The vast and ancient sea bird colonies of the Orkney and Shetland Islands have gone into a catastrophic free fall, with virtually *no* nestlings surviving this year as the entire North Sea ecology undergoes what is termed a “regime shift” due to global warming. Normally staid bird specialists are using such superlatives as ‘defying belief’ and ‘astonishing’ to describe this ornithological Armageddon while Friends of the Earth’s (aptly named) Tony Juniper warns us that
“this catastrophe is just a foretaste of what lies ahead.”
With the sea devoid of sea birds and the melting glaciers threatening to inundate coastal cities, one might be forgiven for lapsing occasionally into a fear of imminent death. Leeds University’s Professor Mike Pilling concurs, recently announcing:
“We will experience an increase in extreme weather events. There are predictions of a 10-fold increase in heat waves.The increasing frequency of these will inevitably result in a sharp increase in the premature deaths of people”

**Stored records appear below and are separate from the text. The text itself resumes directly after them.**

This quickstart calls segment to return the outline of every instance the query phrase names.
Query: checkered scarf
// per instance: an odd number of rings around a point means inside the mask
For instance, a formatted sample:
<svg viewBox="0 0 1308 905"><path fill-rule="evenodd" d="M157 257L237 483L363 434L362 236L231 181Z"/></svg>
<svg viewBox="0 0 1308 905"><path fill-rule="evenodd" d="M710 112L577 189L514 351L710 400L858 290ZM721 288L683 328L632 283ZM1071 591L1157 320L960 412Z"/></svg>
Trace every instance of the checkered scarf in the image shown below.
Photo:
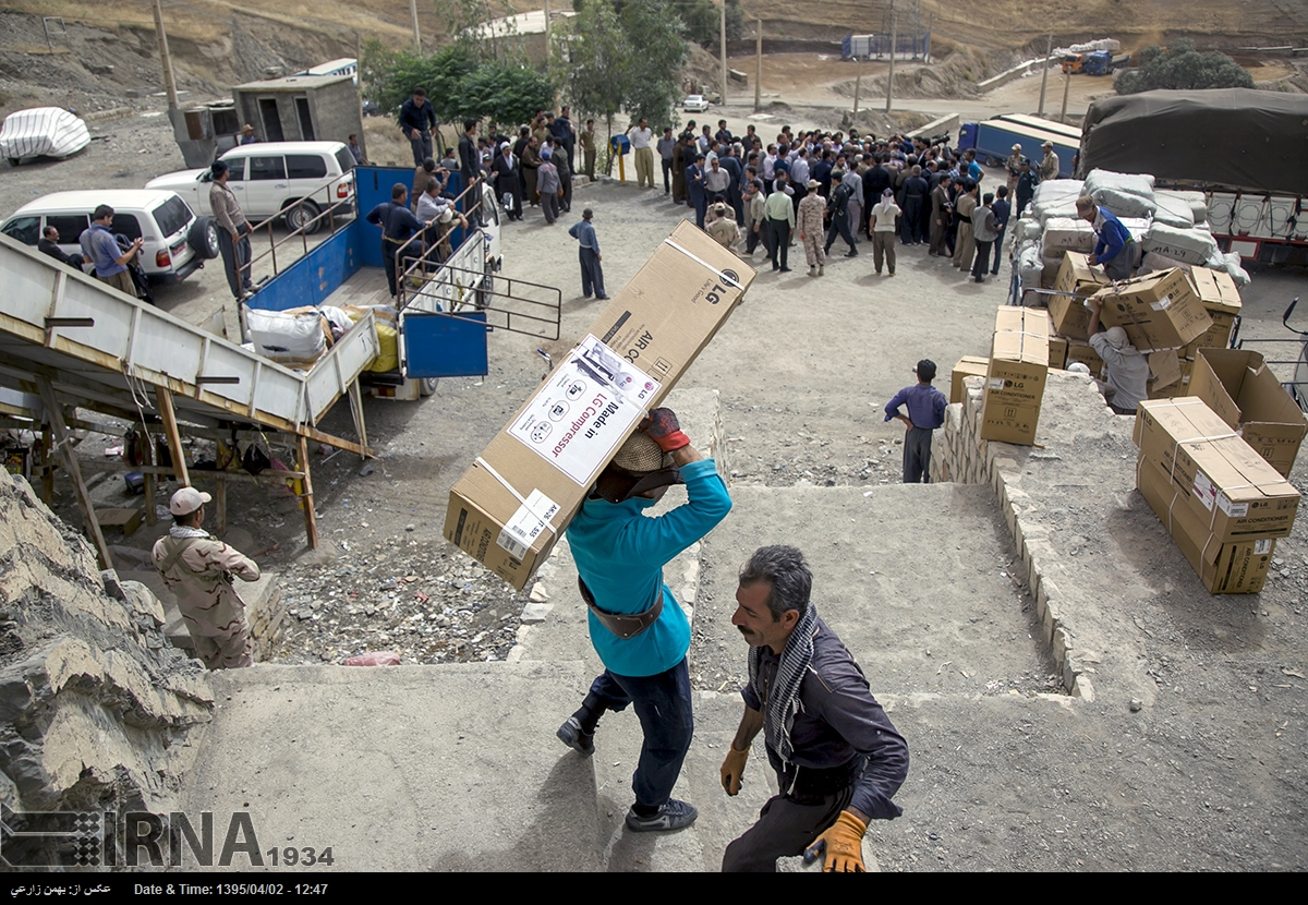
<svg viewBox="0 0 1308 905"><path fill-rule="evenodd" d="M795 623L790 640L786 641L785 650L781 651L781 663L777 664L777 677L764 701L764 726L768 738L772 739L781 760L790 761L794 755L794 745L790 743L790 728L795 725L795 715L799 713L799 685L808 672L808 664L814 659L814 636L818 633L818 608L811 603L804 613ZM759 688L759 667L763 659L761 647L749 649L749 687L753 693L763 698Z"/></svg>

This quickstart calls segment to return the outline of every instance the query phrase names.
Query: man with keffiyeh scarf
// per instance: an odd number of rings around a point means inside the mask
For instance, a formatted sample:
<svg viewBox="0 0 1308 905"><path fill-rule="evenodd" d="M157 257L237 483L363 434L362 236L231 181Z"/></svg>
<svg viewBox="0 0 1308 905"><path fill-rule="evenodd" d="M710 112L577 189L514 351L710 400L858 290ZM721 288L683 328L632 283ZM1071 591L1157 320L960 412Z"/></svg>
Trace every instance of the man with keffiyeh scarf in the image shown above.
<svg viewBox="0 0 1308 905"><path fill-rule="evenodd" d="M862 871L867 821L903 813L891 798L908 776L908 747L811 590L794 547L763 547L740 570L731 623L749 643L749 684L722 787L740 791L763 730L781 794L727 846L723 871L773 871L777 858L799 854L824 857L828 872Z"/></svg>

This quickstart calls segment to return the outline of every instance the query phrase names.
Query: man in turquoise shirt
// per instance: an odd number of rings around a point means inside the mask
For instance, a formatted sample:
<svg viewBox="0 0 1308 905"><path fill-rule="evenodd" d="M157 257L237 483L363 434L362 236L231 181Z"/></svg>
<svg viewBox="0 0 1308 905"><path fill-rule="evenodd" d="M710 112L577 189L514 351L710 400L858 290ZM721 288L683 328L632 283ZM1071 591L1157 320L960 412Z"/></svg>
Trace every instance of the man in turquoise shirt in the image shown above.
<svg viewBox="0 0 1308 905"><path fill-rule="evenodd" d="M687 502L646 518L644 510L676 483L685 484ZM568 527L590 607L590 640L604 672L559 738L589 757L600 715L633 705L645 734L632 777L636 803L627 813L633 832L681 829L698 816L671 796L695 723L685 660L691 624L663 583L663 565L729 511L731 497L717 464L691 446L671 409L657 408L600 473Z"/></svg>

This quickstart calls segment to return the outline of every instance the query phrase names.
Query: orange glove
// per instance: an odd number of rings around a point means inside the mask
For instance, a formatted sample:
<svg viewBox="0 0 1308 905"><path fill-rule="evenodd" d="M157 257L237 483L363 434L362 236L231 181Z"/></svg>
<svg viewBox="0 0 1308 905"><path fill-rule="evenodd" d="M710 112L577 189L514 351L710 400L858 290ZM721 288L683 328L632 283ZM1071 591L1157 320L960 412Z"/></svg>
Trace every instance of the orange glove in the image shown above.
<svg viewBox="0 0 1308 905"><path fill-rule="evenodd" d="M836 823L804 849L804 863L811 864L825 854L827 863L823 871L827 874L862 874L866 832L867 824L849 811L841 811Z"/></svg>
<svg viewBox="0 0 1308 905"><path fill-rule="evenodd" d="M722 761L722 789L727 795L740 791L740 777L744 776L744 762L749 760L749 749L739 751L734 744L727 745L726 760Z"/></svg>

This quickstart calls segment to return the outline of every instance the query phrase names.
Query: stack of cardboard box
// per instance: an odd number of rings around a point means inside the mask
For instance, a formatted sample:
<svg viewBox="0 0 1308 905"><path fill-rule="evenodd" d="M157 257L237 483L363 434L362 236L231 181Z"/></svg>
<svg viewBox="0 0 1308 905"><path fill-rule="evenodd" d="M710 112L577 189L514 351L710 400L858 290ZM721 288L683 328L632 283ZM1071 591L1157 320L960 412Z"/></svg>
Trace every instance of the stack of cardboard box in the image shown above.
<svg viewBox="0 0 1308 905"><path fill-rule="evenodd" d="M1193 396L1141 403L1135 485L1213 594L1262 590L1299 492Z"/></svg>
<svg viewBox="0 0 1308 905"><path fill-rule="evenodd" d="M1049 315L1028 307L995 313L985 371L981 439L1035 443L1049 373Z"/></svg>
<svg viewBox="0 0 1308 905"><path fill-rule="evenodd" d="M674 229L450 490L446 540L522 590L753 277L695 224Z"/></svg>

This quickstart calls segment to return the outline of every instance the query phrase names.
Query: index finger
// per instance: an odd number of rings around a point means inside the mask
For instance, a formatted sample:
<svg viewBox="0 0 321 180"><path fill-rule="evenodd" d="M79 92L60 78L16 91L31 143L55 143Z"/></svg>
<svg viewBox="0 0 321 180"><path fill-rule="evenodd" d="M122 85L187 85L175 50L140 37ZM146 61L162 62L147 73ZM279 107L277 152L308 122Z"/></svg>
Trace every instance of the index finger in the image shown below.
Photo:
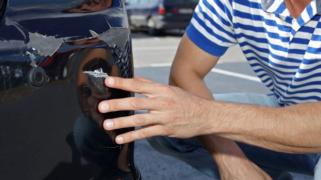
<svg viewBox="0 0 321 180"><path fill-rule="evenodd" d="M136 79L108 77L105 80L107 87L144 95L151 94L155 91L154 83Z"/></svg>

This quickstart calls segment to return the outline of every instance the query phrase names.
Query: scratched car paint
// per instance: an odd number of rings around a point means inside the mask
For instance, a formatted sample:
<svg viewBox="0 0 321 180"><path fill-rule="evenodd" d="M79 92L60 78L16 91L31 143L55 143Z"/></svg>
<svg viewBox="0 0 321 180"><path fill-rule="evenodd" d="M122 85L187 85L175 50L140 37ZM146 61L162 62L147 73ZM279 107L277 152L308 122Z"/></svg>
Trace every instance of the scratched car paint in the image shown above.
<svg viewBox="0 0 321 180"><path fill-rule="evenodd" d="M118 145L100 101L133 76L122 0L0 0L0 179L140 179L134 144Z"/></svg>

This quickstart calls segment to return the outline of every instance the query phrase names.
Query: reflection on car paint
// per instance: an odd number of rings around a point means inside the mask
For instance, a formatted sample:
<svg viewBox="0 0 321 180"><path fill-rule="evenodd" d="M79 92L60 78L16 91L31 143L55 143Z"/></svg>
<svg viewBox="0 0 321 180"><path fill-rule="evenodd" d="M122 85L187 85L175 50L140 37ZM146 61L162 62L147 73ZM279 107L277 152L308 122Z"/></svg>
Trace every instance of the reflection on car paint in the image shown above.
<svg viewBox="0 0 321 180"><path fill-rule="evenodd" d="M133 128L102 128L104 119L133 112L97 107L133 94L84 73L132 77L123 1L8 3L0 25L0 179L140 179L134 144L115 142Z"/></svg>

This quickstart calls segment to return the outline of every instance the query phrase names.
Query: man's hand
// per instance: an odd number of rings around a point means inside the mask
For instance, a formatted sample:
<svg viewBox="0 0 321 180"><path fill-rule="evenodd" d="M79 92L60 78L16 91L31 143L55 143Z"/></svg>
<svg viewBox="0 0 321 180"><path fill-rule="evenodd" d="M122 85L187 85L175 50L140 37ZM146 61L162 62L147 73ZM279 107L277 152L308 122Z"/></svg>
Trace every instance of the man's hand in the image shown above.
<svg viewBox="0 0 321 180"><path fill-rule="evenodd" d="M118 135L116 143L124 144L135 140L162 135L188 138L205 134L210 129L205 108L208 101L194 96L179 88L157 84L140 77L124 79L109 77L105 80L110 88L122 89L146 95L147 98L129 97L102 102L101 113L149 110L150 112L130 116L106 119L104 128L112 130L147 126Z"/></svg>

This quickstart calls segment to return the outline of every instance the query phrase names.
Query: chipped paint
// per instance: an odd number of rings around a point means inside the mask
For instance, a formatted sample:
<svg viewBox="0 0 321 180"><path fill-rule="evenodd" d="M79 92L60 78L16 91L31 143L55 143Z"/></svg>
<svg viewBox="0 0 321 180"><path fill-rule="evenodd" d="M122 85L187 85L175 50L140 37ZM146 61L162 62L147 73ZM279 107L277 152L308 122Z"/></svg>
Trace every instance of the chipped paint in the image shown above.
<svg viewBox="0 0 321 180"><path fill-rule="evenodd" d="M44 56L51 56L59 49L64 42L62 38L46 36L38 33L29 33L30 41L26 46L37 50L38 54Z"/></svg>
<svg viewBox="0 0 321 180"><path fill-rule="evenodd" d="M111 27L108 30L100 35L98 35L95 31L90 30L93 37L98 37L108 45L115 48L118 46L123 50L128 41L128 38L119 38L119 37L129 36L130 30L127 27Z"/></svg>
<svg viewBox="0 0 321 180"><path fill-rule="evenodd" d="M105 78L105 77L108 77L108 74L107 73L103 72L103 71L102 71L102 69L101 68L96 69L93 72L93 71L84 71L83 73L87 75L91 75L96 78L99 78L99 77Z"/></svg>

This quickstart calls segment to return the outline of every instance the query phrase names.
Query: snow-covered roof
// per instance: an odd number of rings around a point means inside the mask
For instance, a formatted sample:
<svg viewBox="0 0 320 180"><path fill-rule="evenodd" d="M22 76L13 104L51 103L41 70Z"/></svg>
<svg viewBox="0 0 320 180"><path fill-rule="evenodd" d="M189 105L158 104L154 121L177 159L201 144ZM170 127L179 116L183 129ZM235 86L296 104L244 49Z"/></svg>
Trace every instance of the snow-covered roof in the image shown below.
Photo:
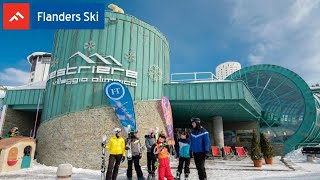
<svg viewBox="0 0 320 180"><path fill-rule="evenodd" d="M311 90L320 90L320 86L310 87Z"/></svg>
<svg viewBox="0 0 320 180"><path fill-rule="evenodd" d="M30 62L30 58L31 58L31 57L33 57L33 56L43 56L43 55L50 55L50 56L51 56L51 53L48 53L48 52L34 52L34 53L30 54L30 55L27 57L27 59L28 59L29 63L31 63L31 62Z"/></svg>
<svg viewBox="0 0 320 180"><path fill-rule="evenodd" d="M22 85L22 86L16 86L10 90L23 90L23 89L45 89L46 88L46 81L41 81L41 82L35 82L35 83L30 83L27 85Z"/></svg>

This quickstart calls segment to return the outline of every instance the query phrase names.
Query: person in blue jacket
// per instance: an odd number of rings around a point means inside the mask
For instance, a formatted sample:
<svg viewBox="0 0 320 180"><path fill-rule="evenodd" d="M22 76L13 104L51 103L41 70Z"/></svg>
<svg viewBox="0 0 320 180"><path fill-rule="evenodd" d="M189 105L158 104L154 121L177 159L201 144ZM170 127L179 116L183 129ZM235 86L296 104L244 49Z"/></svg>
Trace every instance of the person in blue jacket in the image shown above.
<svg viewBox="0 0 320 180"><path fill-rule="evenodd" d="M200 125L200 118L191 118L191 151L200 180L207 180L205 160L209 156L209 133Z"/></svg>
<svg viewBox="0 0 320 180"><path fill-rule="evenodd" d="M176 172L176 180L180 179L180 176L182 174L183 164L184 164L184 177L185 180L188 179L190 174L190 139L189 135L185 133L184 131L180 134L180 139L177 143L178 147L178 157L179 157L179 165L178 170Z"/></svg>

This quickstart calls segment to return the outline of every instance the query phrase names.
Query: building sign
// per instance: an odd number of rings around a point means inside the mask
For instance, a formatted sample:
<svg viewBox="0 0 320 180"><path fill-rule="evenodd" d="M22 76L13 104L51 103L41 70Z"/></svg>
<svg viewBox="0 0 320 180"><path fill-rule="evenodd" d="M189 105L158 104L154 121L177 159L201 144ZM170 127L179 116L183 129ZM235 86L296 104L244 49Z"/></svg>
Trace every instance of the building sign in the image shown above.
<svg viewBox="0 0 320 180"><path fill-rule="evenodd" d="M120 82L111 81L104 86L104 93L127 133L136 130L136 115L129 89Z"/></svg>
<svg viewBox="0 0 320 180"><path fill-rule="evenodd" d="M93 82L93 83L106 83L110 81L118 81L127 86L137 86L137 77L138 72L127 70L122 67L122 64L115 59L113 56L103 56L98 53L94 53L89 57L81 53L80 51L74 53L72 56L69 57L68 60L76 57L81 57L82 60L86 61L88 64L87 66L70 66L67 63L67 66L56 71L53 71L49 74L48 80L53 79L53 85L60 85L60 84L78 84L78 83L86 83L86 82ZM96 62L93 61L91 58L97 58L100 60L104 65L96 65ZM115 65L113 67L111 65ZM67 78L68 75L76 75L76 74L95 74L95 77L81 77L81 78ZM122 80L122 79L110 79L105 78L105 75L119 75L130 80Z"/></svg>

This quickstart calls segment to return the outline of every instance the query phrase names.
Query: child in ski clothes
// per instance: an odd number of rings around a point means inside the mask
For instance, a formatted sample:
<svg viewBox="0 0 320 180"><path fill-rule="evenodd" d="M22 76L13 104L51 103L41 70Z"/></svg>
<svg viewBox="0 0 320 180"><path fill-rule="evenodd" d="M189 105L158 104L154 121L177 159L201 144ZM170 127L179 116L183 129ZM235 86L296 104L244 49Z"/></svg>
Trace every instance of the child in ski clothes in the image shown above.
<svg viewBox="0 0 320 180"><path fill-rule="evenodd" d="M159 135L156 147L154 148L154 154L158 154L159 167L158 167L158 179L174 180L171 173L170 160L169 160L169 146L166 143L166 136L164 134Z"/></svg>
<svg viewBox="0 0 320 180"><path fill-rule="evenodd" d="M190 174L190 139L189 136L185 132L181 132L180 139L178 141L178 149L179 149L179 166L176 174L176 179L180 179L182 174L182 168L184 164L184 174L187 179Z"/></svg>
<svg viewBox="0 0 320 180"><path fill-rule="evenodd" d="M156 158L151 152L151 147L156 143L155 140L155 130L153 128L149 129L149 134L145 136L145 144L147 147L147 166L148 166L148 173L149 177L154 176L154 172L156 170L154 163L156 162Z"/></svg>
<svg viewBox="0 0 320 180"><path fill-rule="evenodd" d="M126 150L129 150L131 148L132 153L132 158L128 158L128 180L132 179L132 163L134 164L134 169L136 170L138 180L144 179L141 166L139 164L139 161L141 159L141 143L136 133L137 131L130 132L129 137L126 139Z"/></svg>
<svg viewBox="0 0 320 180"><path fill-rule="evenodd" d="M191 151L198 170L200 180L207 180L205 160L209 155L210 138L209 133L200 125L200 118L191 118Z"/></svg>
<svg viewBox="0 0 320 180"><path fill-rule="evenodd" d="M125 160L125 142L121 135L121 129L115 128L113 130L114 136L109 140L106 149L109 149L109 164L106 174L106 180L116 180L120 162Z"/></svg>
<svg viewBox="0 0 320 180"><path fill-rule="evenodd" d="M4 138L10 138L14 136L19 136L19 129L17 127L13 127L5 136Z"/></svg>

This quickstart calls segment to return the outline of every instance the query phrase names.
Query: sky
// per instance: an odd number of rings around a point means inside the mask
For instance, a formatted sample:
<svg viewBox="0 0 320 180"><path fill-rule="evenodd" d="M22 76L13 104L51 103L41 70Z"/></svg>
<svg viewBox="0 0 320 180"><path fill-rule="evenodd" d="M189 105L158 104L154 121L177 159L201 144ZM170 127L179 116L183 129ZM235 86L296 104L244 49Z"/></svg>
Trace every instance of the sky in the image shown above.
<svg viewBox="0 0 320 180"><path fill-rule="evenodd" d="M169 41L171 73L215 73L217 65L238 61L242 67L283 66L309 85L320 83L320 0L94 2L117 4L159 29ZM51 52L53 36L54 30L0 30L0 84L25 84L30 70L26 57L35 51Z"/></svg>

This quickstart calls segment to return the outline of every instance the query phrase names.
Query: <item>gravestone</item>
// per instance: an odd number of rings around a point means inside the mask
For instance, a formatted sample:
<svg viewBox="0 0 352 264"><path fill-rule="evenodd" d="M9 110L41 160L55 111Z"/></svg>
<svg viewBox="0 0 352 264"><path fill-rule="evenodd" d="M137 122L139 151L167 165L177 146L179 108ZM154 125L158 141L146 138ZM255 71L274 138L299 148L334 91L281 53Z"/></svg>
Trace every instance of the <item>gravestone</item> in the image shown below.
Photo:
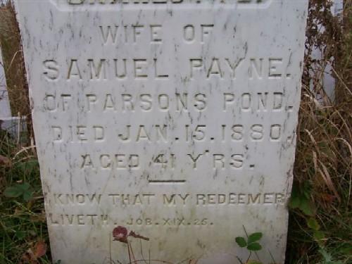
<svg viewBox="0 0 352 264"><path fill-rule="evenodd" d="M283 263L308 0L16 8L54 261Z"/></svg>

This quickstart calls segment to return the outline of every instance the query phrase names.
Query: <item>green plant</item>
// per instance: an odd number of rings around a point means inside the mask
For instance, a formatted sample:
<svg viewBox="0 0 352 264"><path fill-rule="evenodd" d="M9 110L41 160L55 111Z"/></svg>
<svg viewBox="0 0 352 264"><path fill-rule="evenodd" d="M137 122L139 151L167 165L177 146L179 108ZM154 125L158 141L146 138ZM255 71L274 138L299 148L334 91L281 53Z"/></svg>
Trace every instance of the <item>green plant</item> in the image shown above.
<svg viewBox="0 0 352 264"><path fill-rule="evenodd" d="M263 233L261 232L255 232L251 234L249 236L246 231L246 228L243 227L244 233L246 234L246 238L244 237L237 237L235 239L236 243L241 248L246 248L249 251L249 255L246 260L246 263L251 263L256 264L256 260L250 260L252 253L253 252L258 251L262 249L262 246L259 243L259 241L263 237ZM237 257L239 261L243 264L242 260ZM257 262L258 263L261 263L260 262Z"/></svg>
<svg viewBox="0 0 352 264"><path fill-rule="evenodd" d="M33 197L32 193L32 187L30 184L25 182L23 184L17 184L7 187L4 191L4 195L10 198L23 196L23 200L29 201Z"/></svg>

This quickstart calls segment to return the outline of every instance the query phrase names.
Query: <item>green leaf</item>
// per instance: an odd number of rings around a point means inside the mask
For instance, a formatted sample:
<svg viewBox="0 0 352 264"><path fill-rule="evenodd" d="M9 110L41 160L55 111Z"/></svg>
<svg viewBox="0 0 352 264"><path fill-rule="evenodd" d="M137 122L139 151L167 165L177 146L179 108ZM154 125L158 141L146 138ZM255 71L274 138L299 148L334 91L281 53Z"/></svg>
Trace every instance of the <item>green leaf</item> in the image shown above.
<svg viewBox="0 0 352 264"><path fill-rule="evenodd" d="M25 234L26 233L24 231L16 231L15 233L16 237L20 240L23 240L25 237Z"/></svg>
<svg viewBox="0 0 352 264"><path fill-rule="evenodd" d="M315 240L322 240L325 238L325 234L323 232L317 230L313 233L313 237Z"/></svg>
<svg viewBox="0 0 352 264"><path fill-rule="evenodd" d="M308 220L307 221L307 225L309 227L310 227L315 231L318 231L320 229L320 225L315 220L315 218L310 218L308 219Z"/></svg>
<svg viewBox="0 0 352 264"><path fill-rule="evenodd" d="M308 199L303 199L301 201L299 209L301 209L302 212L303 212L307 215L314 215L314 209L313 208L312 204Z"/></svg>
<svg viewBox="0 0 352 264"><path fill-rule="evenodd" d="M262 246L259 243L252 243L248 245L247 249L251 251L258 251L262 249Z"/></svg>
<svg viewBox="0 0 352 264"><path fill-rule="evenodd" d="M253 242L256 242L258 240L260 240L262 237L263 237L263 233L260 232L253 233L248 238L248 244L252 244Z"/></svg>
<svg viewBox="0 0 352 264"><path fill-rule="evenodd" d="M7 187L4 191L4 195L6 197L16 198L20 196L23 194L23 191L17 186Z"/></svg>
<svg viewBox="0 0 352 264"><path fill-rule="evenodd" d="M17 187L23 191L27 191L30 189L30 185L27 182L25 182L22 184L17 184Z"/></svg>
<svg viewBox="0 0 352 264"><path fill-rule="evenodd" d="M239 245L241 248L247 246L247 242L246 241L246 239L244 239L244 238L241 237L236 237L236 243L237 243L237 245Z"/></svg>
<svg viewBox="0 0 352 264"><path fill-rule="evenodd" d="M33 196L32 195L32 191L26 191L23 192L23 200L25 201L29 201L32 199Z"/></svg>

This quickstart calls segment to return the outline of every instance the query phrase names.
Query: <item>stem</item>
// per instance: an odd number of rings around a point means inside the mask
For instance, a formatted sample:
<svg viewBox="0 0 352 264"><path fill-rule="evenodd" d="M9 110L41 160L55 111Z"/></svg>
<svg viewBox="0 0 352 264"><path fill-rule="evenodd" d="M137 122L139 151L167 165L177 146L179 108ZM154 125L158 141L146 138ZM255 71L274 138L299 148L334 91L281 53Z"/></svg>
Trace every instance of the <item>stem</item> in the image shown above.
<svg viewBox="0 0 352 264"><path fill-rule="evenodd" d="M249 251L249 256L248 256L247 260L246 263L247 263L249 260L249 258L251 258L251 256L252 256L252 251Z"/></svg>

Reuters recently cited a psychological study showing how the Bush campaign actually benefits from people’s fear of death, especially in regards to terrorism and that there is a contention the administration deliberately declares an imminent threat whenever the president’s approval ratings slip. In fact, Vice President Dick Cheney did this overtly, recently, warning Americans about voting for Democratic Sen. John Kerry, saying that if the Nation makes the wrong choice on Election Day it faces the threat of another (terrorist) attack. Apparently according to social psychologist Sheldon Solomon the author of the psychological study:
no matter what a person’s political conviction, thinking about death made them tend to favor Bush. Otherwise, they preferred Kerry.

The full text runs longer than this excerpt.